The second is more interesting. When implementation runs on one model and review runs on the other, the review pass reads the diff with a different prior. Claude reviewing a Codex implementation flags slightly different things than Claude reviewing a Claude implementation, and vice versa. I can't tell yet whether this catches more bugs than same-model review — I've only got a handful of PRDs through this setup. The shape of the comments differs in a way that feels load-bearing. I'm watching for whether that translates into measurable outcome differences.

The longer-run direction is more model options, not fewer. I want to wire local models in as a third lane — for the agents whose work is small and structured enough that a 7B-parameter model running on the studio's own machine is plausible. The qa agent's "scaffold the E2E tests for this PRD" job feels like the first candidate; it's mechanical, it's well-specified, and it's currently spending Claude tokens on what an open-weights model could do for the cost of electricity.

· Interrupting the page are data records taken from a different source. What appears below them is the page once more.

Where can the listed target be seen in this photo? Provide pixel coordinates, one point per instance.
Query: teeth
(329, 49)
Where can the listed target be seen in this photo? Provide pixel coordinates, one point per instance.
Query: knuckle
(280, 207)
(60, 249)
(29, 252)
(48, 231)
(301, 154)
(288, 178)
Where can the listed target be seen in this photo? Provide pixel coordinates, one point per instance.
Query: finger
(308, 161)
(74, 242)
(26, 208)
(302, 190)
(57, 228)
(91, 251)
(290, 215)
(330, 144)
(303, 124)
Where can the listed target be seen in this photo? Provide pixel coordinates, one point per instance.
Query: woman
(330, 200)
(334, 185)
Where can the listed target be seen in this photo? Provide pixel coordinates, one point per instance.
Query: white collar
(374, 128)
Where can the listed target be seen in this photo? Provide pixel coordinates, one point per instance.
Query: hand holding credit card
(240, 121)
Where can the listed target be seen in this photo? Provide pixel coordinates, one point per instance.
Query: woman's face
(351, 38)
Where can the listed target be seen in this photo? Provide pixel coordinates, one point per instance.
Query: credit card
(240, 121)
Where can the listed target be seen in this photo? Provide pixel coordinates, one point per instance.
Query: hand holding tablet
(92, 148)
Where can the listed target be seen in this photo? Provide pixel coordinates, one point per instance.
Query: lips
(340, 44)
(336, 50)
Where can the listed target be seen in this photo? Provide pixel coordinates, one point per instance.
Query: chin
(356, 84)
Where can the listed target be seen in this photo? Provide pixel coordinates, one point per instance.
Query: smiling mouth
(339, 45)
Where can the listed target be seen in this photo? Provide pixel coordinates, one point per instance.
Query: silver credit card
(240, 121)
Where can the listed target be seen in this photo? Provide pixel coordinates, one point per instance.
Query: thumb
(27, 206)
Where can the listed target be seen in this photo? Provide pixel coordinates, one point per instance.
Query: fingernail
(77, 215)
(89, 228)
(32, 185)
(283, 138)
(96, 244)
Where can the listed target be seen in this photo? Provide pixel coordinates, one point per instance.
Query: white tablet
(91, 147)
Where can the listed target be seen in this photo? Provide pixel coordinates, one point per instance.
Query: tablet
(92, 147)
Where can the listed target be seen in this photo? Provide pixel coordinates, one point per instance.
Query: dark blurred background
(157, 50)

The architecture inside the dashboard already supports this — agents are spawned as separate processes against a model identifier, and the model identifier is just a string the project config sets. Adding a local-llama identifier alongside claude and codex is hours of work, not days. The blocker is finding a local model that holds the studio's voice on the agents that need to write text — pm, marketing, brand — and that's a research problem, not an engineering one.

For now: per-PRD model choice, per-pass. Cross-model review as a probably-good-thing I'll evaluate when the sample size is bigger. Local models on the roadmap as the next lane.